Wednesday, May 27, 2009

Bubble gum as a flavor (Bubble gum explosion)

With this dessert, things can go both ways, either our customers will get it or they will hate it. There is no middle of the road here, which is what makes me a little apprehensive about it (and it is also why I am only charging $2.95 for it).
This dessert (is it a dessert when the main ingredient is a flavor from something which is in fact sweet, but not traditionally a dessert?) is made the following way:
I bought a large bag of Bazooka gum, you know, the one with the mini-comic strip, and I made a "stock" out of them. In other words, I just put the gum in water and simmered it until all of the flavor of the gum was in the water. One box (about 30 pc) was enough to flavor 2 qts of water. The flavor was not subtle by any means. There was not doubt it was bubble gum flavor.
I added a very small amount of gelatin to the bubble gum stock, just enough so that it would be like corn syrup in consistency, not fluid like water. Some body is necessary. Then I poured this into a spherical silicone mold and froze it. Once frozen, I popped it out of the mold and dipped it very carefully in melted cocoa butter (colored a light pink), so that it would be completely covered, since once the liquid thawed, it would loose its spherical shape. The hardened cocoa butter shell would act as the container for the liquid.
The sphere sat on a simple cube of vanilla poached watermelon (another favorite bubble gum flavor of mine, along with grape), and I garnished the dish with a small cube of aloe (for texture, it is close to the first bite you take when you put gum in your mouth, plus it has a mild flavor that just goes well with the bubble gum), a petal of poached hibiscus (a wonderful product that is made in Australia... generally used for champagne cocktails), a mint leaf (small, just enough to be present but not overwhelming; it is also the flavor of the chewing gum I prefer these days) and a small crystal of Maldon sea salt. Desserts always need a dash of salt.
How do you eat it? Simply tap the sphere with a spoon like a soft boiled egg and the filling explodes out; then you just eat the components together to get the effect of bubble gum without the gum part. So, is it dessert? Strictly speaking, yes. But should it be? If not, then what is it?

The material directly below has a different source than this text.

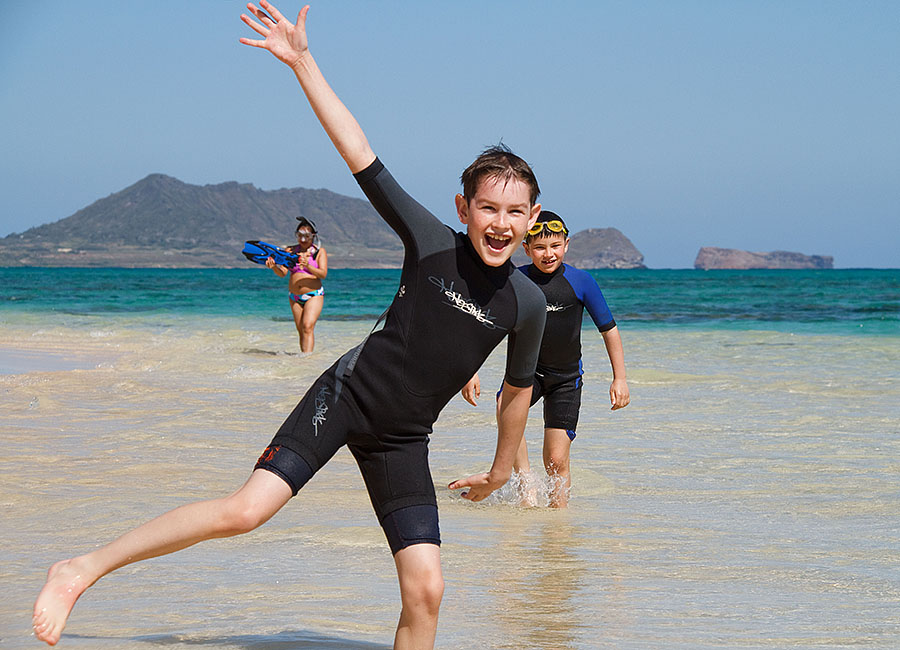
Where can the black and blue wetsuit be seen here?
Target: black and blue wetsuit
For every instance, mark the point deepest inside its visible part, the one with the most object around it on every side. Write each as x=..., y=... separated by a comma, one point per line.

Note: I am not the first to use bubble gum as a flavor. There is a dessert at Alinea (in Chicago)that uses it as well, in a very different preparation. So is it a flavor for food, or should it be left to gum? Would you keep bubble gum flavor in your condiment shelf at home? I think I personally wouldn't, but my 4 year old daughter would.


  1. I can't wait to try this dessert! I am hoping to come up to apple pie at the end of June.


  2. I was so excited to see this site. Your desserts look amazing. I am a 1978 CIA grad./ Exec.Pastry Chef.
    I owned a dessert cafe in Louisville,KY for 18 years (Sweet Surrender) and sold it. I am now at Lynn's Paradise Cafe as Exec.Chef. I am looking for a really good book on ice cream production. I am planning on doing about 25 gallons a week minimum. I am very familiar with ice cream production. I just would like to find a good reference book on producing large quantities. Any ideas?
    Debbie Richter

  3. are you looking to make 25 gallons of each flavor or 25 gallons total? What machine are you using that can hold so much at a time? Or are you doing it in smaller batches until you reach the 25 gallons.
    I did write a technical book on frozen desserts. See link at the top, right side of the page to Amazon.

  4. Thank you for writing back. I am looking to make 25 gallons total (not of each flavor). I will look at the technical book on Amazon. That is exactly what I am looking for. I have not yet decided on a machine. Is there one you recommend?
    Thank you.

  5. I think that for your needs, Taylor or Emery Thompson are the right fit.
    Good luck

  6. Thank you so much for the recommendation. I will also order the book you wrote.
    Best wishes,

  7. Chef, when the "shell" is broken and the bubble-gum flavored filling spills out, is the texture sort of gelatinous? Or would you say it's kind of creamy, or . . . ? Just curious.

    Did you end up offering this as a dessert to customers? If so, how did it go over?

    Like your blog very much,

  8. Thanks Jane.
    The liquid is just barely gelled. Almost 100% fluid.

  9. I would love to try this but Alinea is out of my price range right now.

  10. I'm all for Bubble Gum as a flavor, based on my Alinea experience. I have been playing with using it to flavor pastry cream. Contrasts nicely with very dark chocolate. Thinking it might work well with black pepper, too.